Joined: Sep 12, 2006
Posts: 69
Hi,

I need to write an application that converts a TIFF image/Word document/Excel to a PDF document and stroes it in the database.
It should be possible to later create a single TIFF images from this PDF document.

Can anyone please suggest APIs I could use to realise the above?
Can all this be achieved using the Java Advanced Imaging API (JAI)?

Thanks in advance,
Anup
Ulf Dittmer
Marshal

Joined: Mar 22, 2005
Posts: 41029
    
  43
Creating a PDF that contains nothing but an image is quite easy using the iText library; its web site has an example that shows how to do that.

Converting Excel files is not hard; the Apache POI library can be used for reading the Excel file, and then again the iText library can be used for creating PDFs that contain tables.

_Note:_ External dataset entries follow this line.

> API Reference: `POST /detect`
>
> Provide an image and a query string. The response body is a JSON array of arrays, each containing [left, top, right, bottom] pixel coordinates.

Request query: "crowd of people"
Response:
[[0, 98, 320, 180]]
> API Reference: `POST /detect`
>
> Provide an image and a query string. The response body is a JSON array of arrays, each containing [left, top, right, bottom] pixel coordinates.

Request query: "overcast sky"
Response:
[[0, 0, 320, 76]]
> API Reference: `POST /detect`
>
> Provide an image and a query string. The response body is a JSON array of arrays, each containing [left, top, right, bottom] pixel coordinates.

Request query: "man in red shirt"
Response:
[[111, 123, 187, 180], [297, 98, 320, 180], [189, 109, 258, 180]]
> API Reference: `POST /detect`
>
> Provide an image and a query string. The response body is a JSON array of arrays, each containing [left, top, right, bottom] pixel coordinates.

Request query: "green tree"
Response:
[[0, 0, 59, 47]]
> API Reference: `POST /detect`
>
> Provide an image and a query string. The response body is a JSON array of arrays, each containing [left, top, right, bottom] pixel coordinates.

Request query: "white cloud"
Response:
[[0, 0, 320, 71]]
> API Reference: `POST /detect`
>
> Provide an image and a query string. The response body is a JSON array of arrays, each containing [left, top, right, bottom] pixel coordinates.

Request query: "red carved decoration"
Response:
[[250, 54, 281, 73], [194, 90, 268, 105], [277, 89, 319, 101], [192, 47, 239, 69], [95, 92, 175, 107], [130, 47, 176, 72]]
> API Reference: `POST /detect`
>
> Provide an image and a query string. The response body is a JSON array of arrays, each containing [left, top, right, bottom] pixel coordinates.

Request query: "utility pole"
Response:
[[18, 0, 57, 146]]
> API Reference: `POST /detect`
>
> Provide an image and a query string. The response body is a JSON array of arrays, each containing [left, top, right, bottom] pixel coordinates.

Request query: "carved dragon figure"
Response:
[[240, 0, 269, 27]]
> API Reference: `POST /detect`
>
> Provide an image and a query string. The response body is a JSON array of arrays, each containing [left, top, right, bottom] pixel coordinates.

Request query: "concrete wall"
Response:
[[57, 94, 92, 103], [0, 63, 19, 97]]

Word can be dealt with in a similar manner (POI also supports it), but it'll be quite a bit tricker, especially if the file contains tables and images, since the POI API for handling DOC/DOCX isn't as advanced as the one handling XLS/XLSX, and of course Word files have a less regular structure than Excel files.

JAI won't be of any help with this.

There are commercial packages available that can be used from Java applications; you may want to investigate those before embarking on writing your own, especially if you need to deal with complex documents - writing your own converter that handles those and generates good quality output could easily take a couple of weeks (or a month) of your time.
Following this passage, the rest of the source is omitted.